What does being a yoga teacher mean to me?


I enjoy looking at other advanced yoga practitioners’ aesthetically pleasing yoga photos. The harder the poses look, the more intrigued I get. I admire how effortless others looked in those pictures, and I appreciate them like a beautiful piece of artwork. However, on a bad day, these perfect images all of a sudden turn into discouragement. I don’t trust that my body can ever do those poses, and I question myself, “how could I be a good yoga teacher if I don’t master these advance postures?” The “I’m not good enough” beast appears, tears me apart, and throws me into the self-critic hole.

I’m tired of feeling this way, so I ask myself, “what does being a yoga teacher mean to me?” I wrote about why I became a yoga teacher in the past, which was about helping people feel good in their bodies. That is still the goal, but that doesn’t precisely answer what it means to me to be a yoga teacher. So, what is it? To me, being a yoga teacher says I’m here to support my students in their yoga journies, provide them a safe environment to connect with their bodies, and give them the freedom to explore themselves through their practice. What I can do or cannot do physically doesn’t make me a good or bad teacher. Being a yoga teacher is taking on the responsibility to teach from the heart and ensure that students feel accepted just the way they are. When I’m feeling inadequate as a yoga teacher because I can’t do something, I’m projecting myself onto my students and assuming that everyone wants the same thing I do. Now that I’m saying it out loud, I feel selfish thinking that way.
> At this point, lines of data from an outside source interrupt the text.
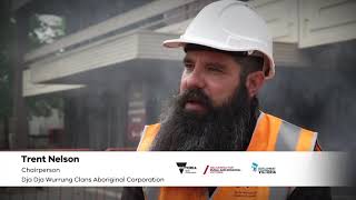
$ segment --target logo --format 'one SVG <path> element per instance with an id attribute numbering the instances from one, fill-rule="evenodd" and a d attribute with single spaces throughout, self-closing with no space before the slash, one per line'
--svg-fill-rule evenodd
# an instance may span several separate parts
<path id="1" fill-rule="evenodd" d="M 258 173 L 276 173 L 275 167 L 258 167 L 258 163 L 253 162 L 253 171 Z"/>
<path id="2" fill-rule="evenodd" d="M 226 172 L 237 172 L 237 171 L 241 171 L 241 170 L 233 166 L 207 166 L 202 174 L 226 173 Z"/>
<path id="3" fill-rule="evenodd" d="M 187 166 L 187 162 L 176 162 L 180 173 L 196 173 L 197 167 Z"/>
<path id="4" fill-rule="evenodd" d="M 256 163 L 256 162 L 253 162 L 253 166 L 251 166 L 251 168 L 253 168 L 253 170 L 254 170 L 254 171 L 257 171 L 257 168 L 258 168 L 258 163 Z"/>

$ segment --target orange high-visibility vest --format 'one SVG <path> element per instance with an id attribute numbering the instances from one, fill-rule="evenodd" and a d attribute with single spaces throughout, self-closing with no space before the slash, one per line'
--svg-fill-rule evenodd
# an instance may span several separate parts
<path id="1" fill-rule="evenodd" d="M 138 151 L 148 151 L 160 123 L 146 126 Z M 247 151 L 313 151 L 317 132 L 308 131 L 261 112 Z M 202 187 L 147 187 L 146 200 L 285 200 L 293 188 L 218 187 L 209 197 Z"/>

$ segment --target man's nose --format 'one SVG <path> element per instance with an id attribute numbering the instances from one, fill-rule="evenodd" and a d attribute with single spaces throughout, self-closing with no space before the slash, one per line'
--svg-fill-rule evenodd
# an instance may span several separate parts
<path id="1" fill-rule="evenodd" d="M 202 70 L 196 67 L 190 73 L 187 74 L 186 83 L 188 89 L 202 89 L 205 87 Z"/>

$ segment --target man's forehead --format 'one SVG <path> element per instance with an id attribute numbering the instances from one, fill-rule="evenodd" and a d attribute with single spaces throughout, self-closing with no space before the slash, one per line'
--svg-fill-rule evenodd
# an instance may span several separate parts
<path id="1" fill-rule="evenodd" d="M 187 51 L 184 58 L 184 61 L 195 62 L 197 59 L 205 62 L 219 62 L 219 63 L 228 63 L 233 61 L 234 58 L 230 54 L 226 54 L 222 52 L 214 52 L 206 50 L 191 50 Z"/>

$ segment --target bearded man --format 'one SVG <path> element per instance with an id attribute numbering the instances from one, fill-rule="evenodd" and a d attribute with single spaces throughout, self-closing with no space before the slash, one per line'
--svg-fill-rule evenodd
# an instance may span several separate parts
<path id="1" fill-rule="evenodd" d="M 275 74 L 265 21 L 246 3 L 222 0 L 204 8 L 179 39 L 179 93 L 160 123 L 147 126 L 139 151 L 313 151 L 317 133 L 264 113 L 258 91 Z M 246 193 L 248 196 L 246 196 Z M 122 199 L 330 199 L 328 188 L 125 188 Z"/>

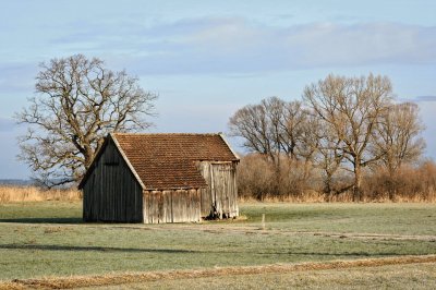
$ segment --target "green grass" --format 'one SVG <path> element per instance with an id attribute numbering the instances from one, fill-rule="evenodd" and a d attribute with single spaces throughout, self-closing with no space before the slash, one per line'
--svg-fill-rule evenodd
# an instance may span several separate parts
<path id="1" fill-rule="evenodd" d="M 3 204 L 0 280 L 436 253 L 434 204 L 242 204 L 241 214 L 101 225 L 83 223 L 80 203 Z"/>
<path id="2" fill-rule="evenodd" d="M 93 289 L 436 289 L 436 264 L 158 280 Z"/>

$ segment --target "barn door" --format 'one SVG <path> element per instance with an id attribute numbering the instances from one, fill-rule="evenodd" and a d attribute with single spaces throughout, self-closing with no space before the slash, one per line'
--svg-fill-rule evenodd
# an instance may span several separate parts
<path id="1" fill-rule="evenodd" d="M 211 200 L 219 218 L 238 215 L 235 174 L 231 162 L 210 165 Z"/>

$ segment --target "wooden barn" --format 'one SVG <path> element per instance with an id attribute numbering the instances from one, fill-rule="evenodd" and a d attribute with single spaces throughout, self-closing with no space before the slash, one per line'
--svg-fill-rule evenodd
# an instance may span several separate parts
<path id="1" fill-rule="evenodd" d="M 83 218 L 159 223 L 237 217 L 238 162 L 221 134 L 109 134 L 78 185 Z"/>

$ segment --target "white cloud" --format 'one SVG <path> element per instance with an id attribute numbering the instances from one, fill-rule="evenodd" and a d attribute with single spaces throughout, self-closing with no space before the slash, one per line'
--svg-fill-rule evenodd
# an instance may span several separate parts
<path id="1" fill-rule="evenodd" d="M 133 31 L 136 35 L 125 36 L 130 41 L 101 36 L 100 49 L 111 47 L 147 74 L 436 62 L 435 26 L 312 23 L 283 28 L 244 19 L 198 19 Z"/>

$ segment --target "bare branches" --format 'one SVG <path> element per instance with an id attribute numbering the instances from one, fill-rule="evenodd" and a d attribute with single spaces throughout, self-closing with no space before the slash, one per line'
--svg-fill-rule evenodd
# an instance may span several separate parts
<path id="1" fill-rule="evenodd" d="M 360 200 L 362 168 L 380 155 L 368 150 L 382 113 L 391 104 L 391 84 L 386 76 L 341 77 L 329 75 L 307 86 L 304 100 L 340 141 L 342 156 L 354 173 L 354 198 Z"/>
<path id="2" fill-rule="evenodd" d="M 29 125 L 19 140 L 19 158 L 46 185 L 78 181 L 108 133 L 150 125 L 146 118 L 154 116 L 157 96 L 125 71 L 112 72 L 82 55 L 52 59 L 40 69 L 37 95 L 15 118 Z"/>
<path id="3" fill-rule="evenodd" d="M 327 196 L 353 189 L 359 201 L 365 168 L 395 172 L 425 147 L 417 106 L 395 105 L 391 89 L 386 76 L 328 75 L 305 88 L 304 102 L 267 98 L 238 110 L 229 125 L 250 152 L 268 157 L 276 176 L 280 162 L 295 171 L 304 165 L 303 180 L 319 173 Z"/>

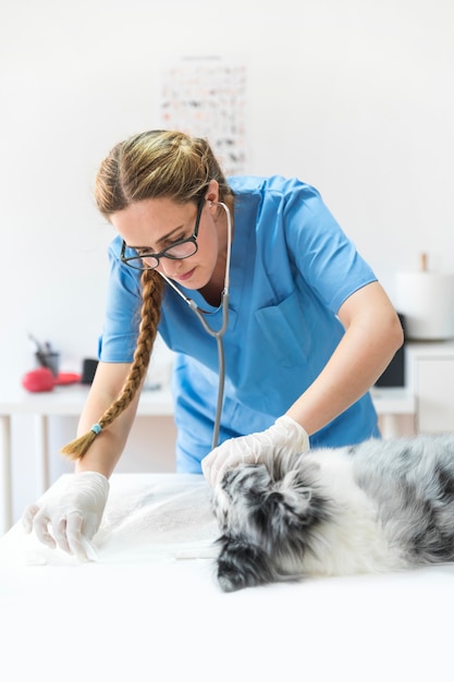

The fair approach is to allow the students to choose what they want in their yoga practice while accepting the reality that I’m not going to be the right instructor for everyone. I’ll continue to do my best and show what I feel is right in my teaching. Additionally, spending more time on my own practice and honoring my progress. Practicing yoga changed my life, and I’m becoming who I want to be because of yoga. Besides satisfying my ego, whether I can ever do a scorpion pose has nothing to do with my ability as a yoga teacher or self-worth. Remembering my why and adhering to my intentions helps me realign and reconnect. Living my truth and trusting myself is where the real power lies, and peace resides.